Но как только вышел дворецкий, Пьер взял шляпу, лежавшую на столе, и вышел в заднюю дверь из кабинета. В коридоре никого не было. Пьер прошел во всю длину коридора до лестницы и, морщась и растирая лоб обеими руками, спустился до первой площадки. Швейцар стоял у парадной двери. С площадки, на которую спустился Пьер, другая лестница вела к заднему ходу.
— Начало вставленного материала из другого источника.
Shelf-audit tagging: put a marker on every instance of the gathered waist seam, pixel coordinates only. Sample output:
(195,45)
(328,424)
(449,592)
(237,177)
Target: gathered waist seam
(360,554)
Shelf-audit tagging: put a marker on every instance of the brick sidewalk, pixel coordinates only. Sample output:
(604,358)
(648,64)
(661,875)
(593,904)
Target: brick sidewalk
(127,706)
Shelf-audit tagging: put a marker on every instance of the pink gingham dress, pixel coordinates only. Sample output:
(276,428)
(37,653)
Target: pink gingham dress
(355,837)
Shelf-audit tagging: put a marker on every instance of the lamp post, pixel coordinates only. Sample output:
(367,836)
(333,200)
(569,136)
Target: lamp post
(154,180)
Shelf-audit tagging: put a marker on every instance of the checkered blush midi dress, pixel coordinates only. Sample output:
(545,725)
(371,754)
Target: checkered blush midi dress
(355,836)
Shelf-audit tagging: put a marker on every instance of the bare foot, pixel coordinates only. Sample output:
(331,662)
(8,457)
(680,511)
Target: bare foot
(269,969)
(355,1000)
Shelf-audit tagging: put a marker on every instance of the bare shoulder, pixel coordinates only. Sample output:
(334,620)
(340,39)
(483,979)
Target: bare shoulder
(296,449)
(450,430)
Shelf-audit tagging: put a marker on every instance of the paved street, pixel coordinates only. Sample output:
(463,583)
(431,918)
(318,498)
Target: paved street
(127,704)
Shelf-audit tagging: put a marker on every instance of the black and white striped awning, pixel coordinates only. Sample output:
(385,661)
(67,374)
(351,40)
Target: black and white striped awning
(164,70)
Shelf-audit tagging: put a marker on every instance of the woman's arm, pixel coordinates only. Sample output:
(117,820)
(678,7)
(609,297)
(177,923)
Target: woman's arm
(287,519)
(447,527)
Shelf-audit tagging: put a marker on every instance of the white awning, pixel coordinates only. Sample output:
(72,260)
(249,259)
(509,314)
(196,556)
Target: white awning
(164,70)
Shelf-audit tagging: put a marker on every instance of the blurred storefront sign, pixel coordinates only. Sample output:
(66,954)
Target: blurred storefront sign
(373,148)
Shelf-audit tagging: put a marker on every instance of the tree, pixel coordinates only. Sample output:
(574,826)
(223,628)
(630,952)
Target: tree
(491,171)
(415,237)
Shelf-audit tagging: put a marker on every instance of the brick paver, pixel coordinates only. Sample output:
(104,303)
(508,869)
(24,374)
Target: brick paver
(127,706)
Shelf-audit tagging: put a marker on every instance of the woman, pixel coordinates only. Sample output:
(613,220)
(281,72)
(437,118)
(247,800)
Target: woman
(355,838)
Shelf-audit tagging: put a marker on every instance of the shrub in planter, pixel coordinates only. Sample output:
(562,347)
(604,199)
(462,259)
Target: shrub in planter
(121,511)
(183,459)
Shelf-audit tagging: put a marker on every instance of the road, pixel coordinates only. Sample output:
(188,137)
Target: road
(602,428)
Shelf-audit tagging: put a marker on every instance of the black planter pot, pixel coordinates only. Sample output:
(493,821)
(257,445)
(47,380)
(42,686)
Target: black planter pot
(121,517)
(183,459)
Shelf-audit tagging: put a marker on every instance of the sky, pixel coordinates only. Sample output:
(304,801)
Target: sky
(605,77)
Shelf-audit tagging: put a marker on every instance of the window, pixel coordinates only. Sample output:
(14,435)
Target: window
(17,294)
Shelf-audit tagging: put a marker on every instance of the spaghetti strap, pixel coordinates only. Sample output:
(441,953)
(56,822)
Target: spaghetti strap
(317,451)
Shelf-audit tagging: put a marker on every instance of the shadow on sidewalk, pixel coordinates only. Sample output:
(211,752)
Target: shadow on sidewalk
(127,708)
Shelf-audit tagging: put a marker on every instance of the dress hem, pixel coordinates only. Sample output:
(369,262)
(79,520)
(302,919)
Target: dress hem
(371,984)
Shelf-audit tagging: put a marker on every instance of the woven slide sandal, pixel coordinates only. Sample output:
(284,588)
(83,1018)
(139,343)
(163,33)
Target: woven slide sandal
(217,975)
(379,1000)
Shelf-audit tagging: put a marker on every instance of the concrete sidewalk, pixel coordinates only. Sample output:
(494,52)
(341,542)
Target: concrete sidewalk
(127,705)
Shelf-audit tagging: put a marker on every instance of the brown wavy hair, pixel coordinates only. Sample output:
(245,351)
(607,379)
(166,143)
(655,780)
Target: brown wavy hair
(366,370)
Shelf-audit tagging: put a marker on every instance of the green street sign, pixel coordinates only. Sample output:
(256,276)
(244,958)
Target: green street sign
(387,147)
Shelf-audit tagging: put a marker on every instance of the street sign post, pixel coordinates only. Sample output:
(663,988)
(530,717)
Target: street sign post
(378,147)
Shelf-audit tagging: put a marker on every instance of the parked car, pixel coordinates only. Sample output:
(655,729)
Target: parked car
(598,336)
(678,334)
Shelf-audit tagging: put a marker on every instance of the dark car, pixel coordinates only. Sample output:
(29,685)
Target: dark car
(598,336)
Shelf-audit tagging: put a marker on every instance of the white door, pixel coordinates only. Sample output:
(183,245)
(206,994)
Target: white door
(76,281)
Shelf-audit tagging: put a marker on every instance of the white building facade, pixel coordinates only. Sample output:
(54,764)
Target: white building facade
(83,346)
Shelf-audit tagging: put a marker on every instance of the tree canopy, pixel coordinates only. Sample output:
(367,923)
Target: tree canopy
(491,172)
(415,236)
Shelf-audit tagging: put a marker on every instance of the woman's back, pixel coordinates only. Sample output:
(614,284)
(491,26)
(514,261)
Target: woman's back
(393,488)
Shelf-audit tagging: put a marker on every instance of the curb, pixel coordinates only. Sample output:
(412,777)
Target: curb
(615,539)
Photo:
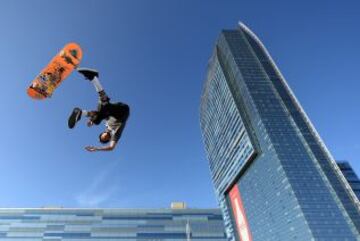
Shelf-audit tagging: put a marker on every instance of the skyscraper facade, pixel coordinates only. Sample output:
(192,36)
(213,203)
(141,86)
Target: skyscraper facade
(273,176)
(350,176)
(59,224)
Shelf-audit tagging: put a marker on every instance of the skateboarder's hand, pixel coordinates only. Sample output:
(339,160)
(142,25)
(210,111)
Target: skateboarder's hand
(90,123)
(91,148)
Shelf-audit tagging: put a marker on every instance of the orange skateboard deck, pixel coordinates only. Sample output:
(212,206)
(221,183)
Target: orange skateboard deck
(58,69)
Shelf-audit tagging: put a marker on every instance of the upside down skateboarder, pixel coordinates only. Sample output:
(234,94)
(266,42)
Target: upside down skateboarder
(115,115)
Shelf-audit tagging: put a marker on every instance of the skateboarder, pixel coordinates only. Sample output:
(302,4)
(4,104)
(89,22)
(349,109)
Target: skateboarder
(115,115)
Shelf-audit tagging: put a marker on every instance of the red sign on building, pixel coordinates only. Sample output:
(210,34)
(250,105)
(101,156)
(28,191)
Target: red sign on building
(242,225)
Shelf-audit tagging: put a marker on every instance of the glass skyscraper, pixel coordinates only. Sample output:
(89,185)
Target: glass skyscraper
(350,176)
(273,176)
(60,224)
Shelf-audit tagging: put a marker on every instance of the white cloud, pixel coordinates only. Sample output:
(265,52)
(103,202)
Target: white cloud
(98,192)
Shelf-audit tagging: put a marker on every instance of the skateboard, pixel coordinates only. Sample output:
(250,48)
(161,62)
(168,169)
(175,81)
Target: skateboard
(58,69)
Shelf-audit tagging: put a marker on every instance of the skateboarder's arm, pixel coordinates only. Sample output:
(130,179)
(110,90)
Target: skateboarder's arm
(109,147)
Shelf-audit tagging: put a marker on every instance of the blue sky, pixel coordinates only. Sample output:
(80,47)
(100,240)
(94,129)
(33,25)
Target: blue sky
(153,55)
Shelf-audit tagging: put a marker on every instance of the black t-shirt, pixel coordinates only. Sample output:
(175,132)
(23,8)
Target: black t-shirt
(120,111)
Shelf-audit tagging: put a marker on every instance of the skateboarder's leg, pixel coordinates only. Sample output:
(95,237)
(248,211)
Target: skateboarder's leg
(76,115)
(93,76)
Пьер пошел по ней и вышел во двор. Никто не видал его. Но на улице, как только он вышел в ворота, кучера, стоявшие с экипажами, и дворник увидали барина и сняли перед ним шапки. Почувствовав на себя устремленные взгляды, Пьер поступил как страус, который прячет голову в куст, с тем чтобы его не видали; он опустил голову и, прибавив шагу, пошел по улице.